Vamos supor uma pessoa que peça o batismo, declarando que não renunciará ao culto dos ídolos, a não ser talvez mais tarde, quando ela achar melhor. Em seguida, com esta disposição, ela solicita a concessão imediata do batismo e aspira se tornar o templo do Deus vivo, apesar de sua idolatria e sua resolução em perseverar nesse abominável sacrilégio.
Eu pergunto aos meus adversários se eles consentiriam em receber como catecúmeno uma pessoa assim.
Eles vão dizer — eu não tenho dúvida — que é impossível receber uma pessoa assim.

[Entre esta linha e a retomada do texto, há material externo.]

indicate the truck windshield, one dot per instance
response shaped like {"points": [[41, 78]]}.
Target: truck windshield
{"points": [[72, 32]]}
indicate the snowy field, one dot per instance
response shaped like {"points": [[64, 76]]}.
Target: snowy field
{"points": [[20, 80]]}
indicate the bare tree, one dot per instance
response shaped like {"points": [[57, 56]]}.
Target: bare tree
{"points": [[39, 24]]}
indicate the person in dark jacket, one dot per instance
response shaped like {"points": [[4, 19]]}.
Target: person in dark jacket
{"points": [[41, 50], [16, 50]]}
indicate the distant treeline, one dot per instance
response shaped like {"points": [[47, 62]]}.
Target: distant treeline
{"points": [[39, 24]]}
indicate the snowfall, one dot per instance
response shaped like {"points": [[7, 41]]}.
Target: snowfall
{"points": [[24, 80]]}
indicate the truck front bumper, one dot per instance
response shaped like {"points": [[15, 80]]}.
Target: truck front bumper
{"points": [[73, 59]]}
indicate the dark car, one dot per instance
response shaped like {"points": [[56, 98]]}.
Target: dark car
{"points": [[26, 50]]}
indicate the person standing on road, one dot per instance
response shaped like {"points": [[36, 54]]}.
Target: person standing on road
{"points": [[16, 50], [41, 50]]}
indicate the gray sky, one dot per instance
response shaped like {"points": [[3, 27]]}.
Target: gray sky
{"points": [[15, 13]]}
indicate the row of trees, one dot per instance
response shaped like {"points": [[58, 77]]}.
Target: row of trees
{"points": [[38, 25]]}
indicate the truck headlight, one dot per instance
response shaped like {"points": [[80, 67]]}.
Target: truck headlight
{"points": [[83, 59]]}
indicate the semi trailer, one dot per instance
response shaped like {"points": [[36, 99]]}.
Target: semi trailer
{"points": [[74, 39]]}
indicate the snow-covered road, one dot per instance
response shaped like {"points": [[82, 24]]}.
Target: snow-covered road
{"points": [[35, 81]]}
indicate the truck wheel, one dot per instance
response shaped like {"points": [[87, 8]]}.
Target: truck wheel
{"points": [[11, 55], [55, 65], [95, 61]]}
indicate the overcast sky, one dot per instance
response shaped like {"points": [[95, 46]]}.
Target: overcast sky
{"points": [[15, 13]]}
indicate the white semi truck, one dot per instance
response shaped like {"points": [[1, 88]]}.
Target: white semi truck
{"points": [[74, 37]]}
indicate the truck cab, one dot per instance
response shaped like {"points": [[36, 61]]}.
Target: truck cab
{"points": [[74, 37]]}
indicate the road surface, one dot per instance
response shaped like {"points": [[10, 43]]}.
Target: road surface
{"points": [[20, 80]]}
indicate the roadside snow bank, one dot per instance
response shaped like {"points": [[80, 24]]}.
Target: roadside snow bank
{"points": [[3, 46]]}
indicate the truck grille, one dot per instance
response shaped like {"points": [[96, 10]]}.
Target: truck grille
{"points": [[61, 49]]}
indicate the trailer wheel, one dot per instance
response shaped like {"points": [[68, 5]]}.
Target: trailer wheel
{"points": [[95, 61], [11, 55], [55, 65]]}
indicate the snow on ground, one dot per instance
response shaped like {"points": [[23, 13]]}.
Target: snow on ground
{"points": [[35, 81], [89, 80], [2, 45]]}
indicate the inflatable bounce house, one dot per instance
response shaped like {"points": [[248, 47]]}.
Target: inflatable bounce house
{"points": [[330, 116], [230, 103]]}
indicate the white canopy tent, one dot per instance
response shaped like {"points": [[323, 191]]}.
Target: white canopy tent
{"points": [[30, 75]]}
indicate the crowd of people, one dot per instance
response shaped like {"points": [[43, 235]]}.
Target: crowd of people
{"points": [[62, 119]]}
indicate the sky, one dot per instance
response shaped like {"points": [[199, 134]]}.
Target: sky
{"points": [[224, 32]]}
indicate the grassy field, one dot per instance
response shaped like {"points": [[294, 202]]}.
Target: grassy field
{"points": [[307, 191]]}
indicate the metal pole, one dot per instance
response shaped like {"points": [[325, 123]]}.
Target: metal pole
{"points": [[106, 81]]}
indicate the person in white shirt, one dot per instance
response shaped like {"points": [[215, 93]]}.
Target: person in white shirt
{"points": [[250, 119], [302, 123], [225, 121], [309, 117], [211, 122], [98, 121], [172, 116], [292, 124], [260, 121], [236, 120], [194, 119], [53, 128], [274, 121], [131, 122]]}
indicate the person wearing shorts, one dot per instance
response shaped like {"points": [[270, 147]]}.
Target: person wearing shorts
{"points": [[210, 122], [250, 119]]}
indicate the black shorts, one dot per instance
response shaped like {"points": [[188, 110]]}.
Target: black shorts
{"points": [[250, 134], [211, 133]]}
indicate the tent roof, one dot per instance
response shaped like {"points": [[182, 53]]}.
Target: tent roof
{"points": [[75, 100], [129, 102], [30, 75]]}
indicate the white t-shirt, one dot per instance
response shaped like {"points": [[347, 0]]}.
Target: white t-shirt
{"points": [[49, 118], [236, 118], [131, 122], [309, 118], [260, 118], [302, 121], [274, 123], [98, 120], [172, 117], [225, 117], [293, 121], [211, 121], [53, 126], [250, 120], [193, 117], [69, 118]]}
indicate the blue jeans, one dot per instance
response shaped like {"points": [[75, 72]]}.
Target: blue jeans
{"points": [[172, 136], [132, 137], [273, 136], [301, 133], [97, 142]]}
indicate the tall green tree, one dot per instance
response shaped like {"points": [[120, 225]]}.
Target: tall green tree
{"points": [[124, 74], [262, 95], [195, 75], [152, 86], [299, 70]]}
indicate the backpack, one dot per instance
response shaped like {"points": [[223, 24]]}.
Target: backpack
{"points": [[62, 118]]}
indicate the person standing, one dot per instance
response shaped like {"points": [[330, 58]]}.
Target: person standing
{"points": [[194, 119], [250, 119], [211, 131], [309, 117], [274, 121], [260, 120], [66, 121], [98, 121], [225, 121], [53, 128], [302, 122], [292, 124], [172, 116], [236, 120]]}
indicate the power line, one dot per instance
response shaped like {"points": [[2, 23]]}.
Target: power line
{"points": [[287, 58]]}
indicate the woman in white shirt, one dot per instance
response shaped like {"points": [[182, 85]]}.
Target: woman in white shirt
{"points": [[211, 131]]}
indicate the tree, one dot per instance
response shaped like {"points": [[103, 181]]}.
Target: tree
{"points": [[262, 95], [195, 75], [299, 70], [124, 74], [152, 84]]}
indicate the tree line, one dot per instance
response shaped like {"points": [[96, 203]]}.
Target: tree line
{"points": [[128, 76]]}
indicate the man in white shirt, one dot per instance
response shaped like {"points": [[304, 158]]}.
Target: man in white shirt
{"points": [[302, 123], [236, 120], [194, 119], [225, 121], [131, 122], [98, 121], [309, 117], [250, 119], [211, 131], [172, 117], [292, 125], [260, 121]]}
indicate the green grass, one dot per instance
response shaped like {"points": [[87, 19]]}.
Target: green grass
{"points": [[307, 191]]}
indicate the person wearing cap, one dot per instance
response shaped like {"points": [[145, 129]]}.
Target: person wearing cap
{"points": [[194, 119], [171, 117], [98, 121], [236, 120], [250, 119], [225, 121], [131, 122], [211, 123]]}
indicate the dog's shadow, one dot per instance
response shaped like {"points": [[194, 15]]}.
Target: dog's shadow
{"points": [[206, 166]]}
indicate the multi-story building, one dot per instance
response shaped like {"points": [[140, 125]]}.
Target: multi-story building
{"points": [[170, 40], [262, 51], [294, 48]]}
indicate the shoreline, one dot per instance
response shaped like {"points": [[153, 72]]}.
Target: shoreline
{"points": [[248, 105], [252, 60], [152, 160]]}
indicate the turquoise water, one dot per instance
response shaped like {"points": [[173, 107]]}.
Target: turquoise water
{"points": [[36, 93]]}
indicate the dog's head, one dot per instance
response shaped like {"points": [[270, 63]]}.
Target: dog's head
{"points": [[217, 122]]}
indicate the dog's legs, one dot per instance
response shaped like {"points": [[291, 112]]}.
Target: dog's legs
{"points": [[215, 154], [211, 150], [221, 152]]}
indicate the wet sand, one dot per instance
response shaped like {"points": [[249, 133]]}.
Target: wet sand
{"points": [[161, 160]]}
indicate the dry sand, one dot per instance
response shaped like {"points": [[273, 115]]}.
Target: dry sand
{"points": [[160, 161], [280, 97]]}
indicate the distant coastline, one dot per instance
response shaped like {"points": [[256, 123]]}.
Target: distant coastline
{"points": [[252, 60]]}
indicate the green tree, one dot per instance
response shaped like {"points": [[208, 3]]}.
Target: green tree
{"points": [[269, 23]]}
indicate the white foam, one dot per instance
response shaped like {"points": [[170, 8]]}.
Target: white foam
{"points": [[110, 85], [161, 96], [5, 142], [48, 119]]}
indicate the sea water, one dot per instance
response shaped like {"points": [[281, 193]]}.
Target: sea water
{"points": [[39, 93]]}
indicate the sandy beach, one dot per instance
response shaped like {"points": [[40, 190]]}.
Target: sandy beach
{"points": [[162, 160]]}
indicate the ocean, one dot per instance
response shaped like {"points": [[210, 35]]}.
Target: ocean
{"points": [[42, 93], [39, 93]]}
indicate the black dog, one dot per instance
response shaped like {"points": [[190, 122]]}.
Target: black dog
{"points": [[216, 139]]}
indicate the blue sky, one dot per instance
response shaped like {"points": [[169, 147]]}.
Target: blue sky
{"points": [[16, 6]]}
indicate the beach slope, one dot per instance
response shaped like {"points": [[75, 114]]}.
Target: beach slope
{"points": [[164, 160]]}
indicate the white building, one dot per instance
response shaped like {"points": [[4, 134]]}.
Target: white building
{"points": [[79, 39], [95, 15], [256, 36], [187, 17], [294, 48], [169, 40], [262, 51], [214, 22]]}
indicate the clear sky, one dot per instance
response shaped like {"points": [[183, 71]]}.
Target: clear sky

Seu coração não pode inspirar outra coisa. Que eles expliquem então, de acordo com testemunhos das Escrituras capazes de lhes autorizar sua opinião, baseado em que eles ousam combater e recusar o pedido de uma pessoa que protesta contra eles dizendo:
“Eu conheço e adoro o Jesus Crucificado. Eu creio que Jesus Cristo é o Filho de Deus. Não me façam esperar mais. Não me peçam mais nada”.

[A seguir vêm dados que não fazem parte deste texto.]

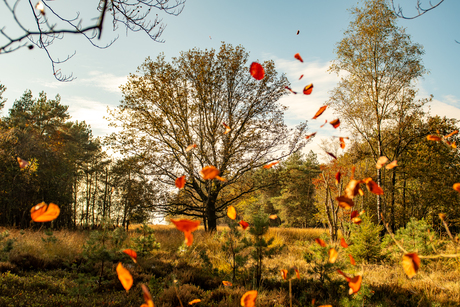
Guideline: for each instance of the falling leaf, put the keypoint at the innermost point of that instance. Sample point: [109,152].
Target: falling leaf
[411,264]
[209,172]
[338,175]
[257,71]
[345,202]
[197,300]
[310,135]
[284,274]
[125,277]
[44,213]
[180,182]
[231,212]
[147,296]
[190,147]
[373,187]
[332,255]
[433,138]
[227,128]
[381,161]
[392,165]
[249,299]
[335,123]
[298,57]
[187,227]
[355,284]
[320,111]
[457,187]
[342,142]
[290,89]
[271,164]
[320,242]
[352,260]
[244,224]
[308,89]
[343,243]
[131,254]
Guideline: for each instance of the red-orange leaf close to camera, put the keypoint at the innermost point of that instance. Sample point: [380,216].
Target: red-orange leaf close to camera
[335,123]
[131,254]
[190,147]
[345,202]
[343,243]
[320,242]
[244,224]
[180,182]
[307,90]
[352,260]
[187,227]
[257,71]
[332,255]
[392,165]
[284,274]
[411,264]
[355,283]
[231,212]
[433,138]
[320,111]
[44,213]
[298,57]
[271,164]
[373,187]
[249,299]
[209,172]
[125,277]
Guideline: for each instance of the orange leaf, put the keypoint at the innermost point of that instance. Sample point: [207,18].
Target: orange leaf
[227,128]
[320,242]
[249,299]
[373,187]
[125,277]
[131,254]
[190,147]
[345,202]
[44,213]
[392,165]
[332,255]
[352,260]
[244,224]
[284,274]
[257,71]
[271,164]
[209,172]
[355,284]
[381,161]
[335,123]
[187,227]
[197,300]
[411,264]
[22,163]
[298,57]
[433,138]
[180,182]
[308,89]
[320,111]
[231,212]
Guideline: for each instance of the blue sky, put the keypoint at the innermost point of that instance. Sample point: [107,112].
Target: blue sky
[266,28]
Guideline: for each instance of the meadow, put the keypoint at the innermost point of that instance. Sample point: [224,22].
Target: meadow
[62,268]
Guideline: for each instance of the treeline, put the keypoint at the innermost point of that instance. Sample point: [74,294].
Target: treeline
[67,166]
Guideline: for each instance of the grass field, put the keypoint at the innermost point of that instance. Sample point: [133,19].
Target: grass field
[56,269]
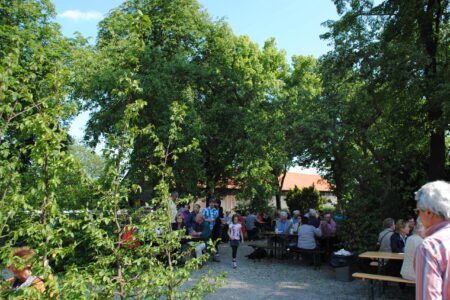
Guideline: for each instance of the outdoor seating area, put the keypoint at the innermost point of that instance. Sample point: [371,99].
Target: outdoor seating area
[206,149]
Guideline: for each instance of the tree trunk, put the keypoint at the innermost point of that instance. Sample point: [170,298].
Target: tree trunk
[429,20]
[280,190]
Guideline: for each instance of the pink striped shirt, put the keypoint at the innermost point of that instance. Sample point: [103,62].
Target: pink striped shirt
[432,264]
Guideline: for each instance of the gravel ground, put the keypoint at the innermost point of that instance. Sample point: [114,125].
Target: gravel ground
[288,279]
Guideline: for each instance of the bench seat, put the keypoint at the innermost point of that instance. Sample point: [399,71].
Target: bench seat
[383,278]
[366,276]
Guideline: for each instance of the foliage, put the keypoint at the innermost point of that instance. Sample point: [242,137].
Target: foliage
[303,199]
[237,106]
[33,140]
[91,162]
[377,129]
[38,175]
[153,269]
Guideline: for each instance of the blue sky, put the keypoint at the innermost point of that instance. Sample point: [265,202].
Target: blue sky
[295,24]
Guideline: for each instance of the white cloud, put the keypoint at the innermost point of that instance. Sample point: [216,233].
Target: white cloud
[77,15]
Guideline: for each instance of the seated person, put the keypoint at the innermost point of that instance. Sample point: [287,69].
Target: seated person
[412,242]
[384,238]
[295,217]
[398,241]
[179,223]
[328,228]
[307,234]
[312,217]
[24,277]
[190,222]
[283,225]
[202,231]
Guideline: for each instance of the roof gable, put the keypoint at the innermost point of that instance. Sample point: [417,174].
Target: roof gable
[305,180]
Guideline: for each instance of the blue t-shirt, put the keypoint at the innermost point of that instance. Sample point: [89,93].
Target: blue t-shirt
[283,225]
[210,214]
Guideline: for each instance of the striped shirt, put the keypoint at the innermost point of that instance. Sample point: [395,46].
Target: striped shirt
[432,264]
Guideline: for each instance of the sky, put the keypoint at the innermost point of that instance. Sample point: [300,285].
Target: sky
[295,25]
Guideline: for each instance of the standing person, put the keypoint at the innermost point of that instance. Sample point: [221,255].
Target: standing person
[267,220]
[307,234]
[296,217]
[191,218]
[202,231]
[313,220]
[242,221]
[412,225]
[173,206]
[211,214]
[398,241]
[235,234]
[432,264]
[412,243]
[186,214]
[328,228]
[23,277]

“O Apóstolo só impôs uma condição àqueles que ele regeneraria pelo Evangelho: reconhecer Jesus crucificado. O eunuco, diante da simples resposta de que ele acreditava que Jesus era o Filho de Deus, recebeu sem mais delongas o batismo das mãos de Felipe. Por que então me interditar o culto aos ídolos, invés de me marcar com o sinal de Jesus Cristo, antes que eu deixe este mundo?
“Quanto ao paganismo, eu o suguei com o leite e me mantive nele pela força do hábito. Eu o abandonarei quando puder, quando for minha hora e, mesmo que eu não o faça, eu poderei pelo menos terminar meus dias marcado com o sinal de Jesus Cristo e Deus não precisará pedir a vocês conta de minha alma”.

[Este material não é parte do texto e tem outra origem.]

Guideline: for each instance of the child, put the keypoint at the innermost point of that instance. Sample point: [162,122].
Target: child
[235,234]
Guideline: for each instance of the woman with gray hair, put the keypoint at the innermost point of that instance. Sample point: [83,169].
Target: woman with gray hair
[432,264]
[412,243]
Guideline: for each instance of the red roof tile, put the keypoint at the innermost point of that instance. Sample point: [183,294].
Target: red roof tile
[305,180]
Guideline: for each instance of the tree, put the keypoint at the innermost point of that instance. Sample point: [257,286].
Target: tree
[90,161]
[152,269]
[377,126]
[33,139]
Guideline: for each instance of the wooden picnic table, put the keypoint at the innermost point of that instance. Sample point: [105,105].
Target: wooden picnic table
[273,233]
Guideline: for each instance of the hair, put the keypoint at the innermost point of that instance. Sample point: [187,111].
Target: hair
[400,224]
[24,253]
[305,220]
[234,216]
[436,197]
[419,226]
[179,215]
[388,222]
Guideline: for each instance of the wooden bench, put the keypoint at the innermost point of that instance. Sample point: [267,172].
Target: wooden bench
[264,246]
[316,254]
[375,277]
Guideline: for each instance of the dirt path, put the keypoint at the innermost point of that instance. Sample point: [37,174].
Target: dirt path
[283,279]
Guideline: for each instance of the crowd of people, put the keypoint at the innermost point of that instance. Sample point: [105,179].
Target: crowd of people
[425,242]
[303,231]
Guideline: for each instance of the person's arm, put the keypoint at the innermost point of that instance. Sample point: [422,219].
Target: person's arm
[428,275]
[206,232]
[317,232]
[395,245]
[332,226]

Que responder a este discurso? Consentirão em admitir esse pagão? Deus me livre de pensar que eles possam chegar a este extremo! O que eles poderiam responder? Sobretudo se o pagão pede para que não lhe peçam para renunciar à idolatria, da mesma forma como não se ensinou nada ao povo primitivo antes da passagem pelo Mar Vermelho, por que todas essas verdades estavam incluídas na Lei, que foi recebida fora do Egito, após sua libertação.
Sem dúvida que eles vão responder a esse homem:
“Você se tornará o templo de Deus após ter recebido o batismo. Ora, o Apóstolo diz: Como conciliar o templo de Deus e os ídolos?” (2Cor 6,16)
Por que eles não pensam que se pode dizer também:
“Você se tornará membro de Jesus Cristo, após ter recebido o batismo. Ora, os membros de Jesus Cristo não podem ser os de uma prostituta”.
Este também é o argumento do Apóstolo e ele diz, em outro lugar:
“Acaso não sabeis que os injustos não hão de possuir o Reino de Deus?”
Não vos enganeis: nem os impuros, nem os idólatras, nem os adúlteros, nem os efeminados, nem os devassos, nem os ladrões, nem os avarentos, nem os bêbados, nem os difamadores, nem os assaltantes hão de possuir o Reino de Deus (1Cor 6,9-10).
Por que então recusar o batismo aos idólatras e acreditar que se pode admitir os fornicadores, quando o Apóstolo declara aos adúlteros e aos outros pecadores:
“Ao menos alguns de vós têm sido isso. Mas fostes lavados, mas fostes santificados, mas fostes justificados, em nome do Senhor Jesus Cristo e pelo Espírito de nosso Deus” (1Cor 6,11).
Por qual motivo, quando se pode rejeitar o adúltero e o idólatra, permitir ao primeiro se apresentar ao batismo sem que ele renuncie ao seu relacionamento criminoso e defender o segundo, já que se diz, tanto a um como ao outro:
“Vocês têm sido isso, mas foram purificados”?
O que preocupa nossos adversários é o pensamento de que se salvará infalivelmente, embora passando pelo fogo, se se acreditar em Jesus Cristo e se se foi marcado com seu sinal. Em outros termos, se se foi batizado, levou-se a indiferença a reformar os costumes que levam a viver no pecado. Mas eu logo vou examinar, com a ajuda de Deus, o que é preciso pensar sobre este ponto, de acordo com as Escrituras.